Esta tarde se estrena ‘Tímidos anónimos’ (‘Les émotifs anonymes’, 2010), de Jean-Pierre Améris. Benoît Poelvoorde e Isabelle Carré interpretan a dos personas extremadamente tímidas que, por causa de su incapacidad para los intercambios sociales, no han tenido relaciones amorosas serias o duraderas y se encuentran muy solas, a pesar de sus avanzadas edades. El destino ha tenido a bien juntarlos, así que, cuando ella pierde el trabajo y solicita un nuevo empleo como chocolatera en la fábrica de él, la conexión es inmediata. Completan el reparto Lorella Cravotta, Lise Lamétrie, Swann Arlaud, Pierre Niney, Stéphan Wojtowicz y Jacques Boudet.

Rodada en París y Lyon, esta coproducción franco-belga se ajusta a la imagen que tenemos del cine francés, principalmente acuñado por Jean-Pierre Jeunet. Esto se aprecia en su banda sonora, en los colores vivos y contrastados, en las localizaciones y en el comportamiento inocente y encantador, casi infantil, de sus protagonistas, que encandiló a medio mundo en la película ‘Amèlie’.
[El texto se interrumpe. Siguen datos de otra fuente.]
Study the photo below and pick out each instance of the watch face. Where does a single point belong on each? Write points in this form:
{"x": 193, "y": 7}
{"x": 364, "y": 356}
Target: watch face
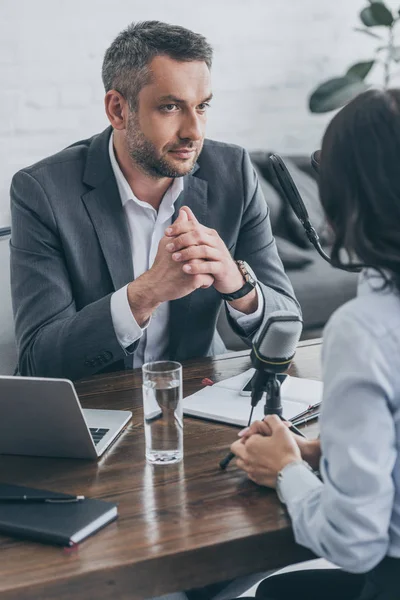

En una época en la que los intentos de sacar del hastío a la comedia romántica resultan en películas frías y vacías, aprecio encontrarme con una canónica propuesta del género. Aquí, los personajes no tienen dudas sobre sus sentimientos o sobre su opinión acerca del asunto amoroso. Sin embargo, se enfrentan a un conflicto que impide que estén juntos, un conflicto que viene del interior de ellos mismos, de sus personalidades, sus miedos y sus defectos. Aunque entiendo la postura de muchos espectadores, que preferirán lo primero, por mi parte, si no hay más remedio que elegir, declino dejarme engatusar por fórmulas originales –que, al final, no suelen serlo tanto–, si a cambio me llevo unas risas y algo de sentimiento. Es decir: que me quedo con lo de siempre, bien hecho, antes que con un experimento fallido por dar con algo nuevo –no critico que se ensaye, sé que es fundamental, pero preferiría esperar a que se acierte, que ir viendo los resultados de tanta prueba y error–.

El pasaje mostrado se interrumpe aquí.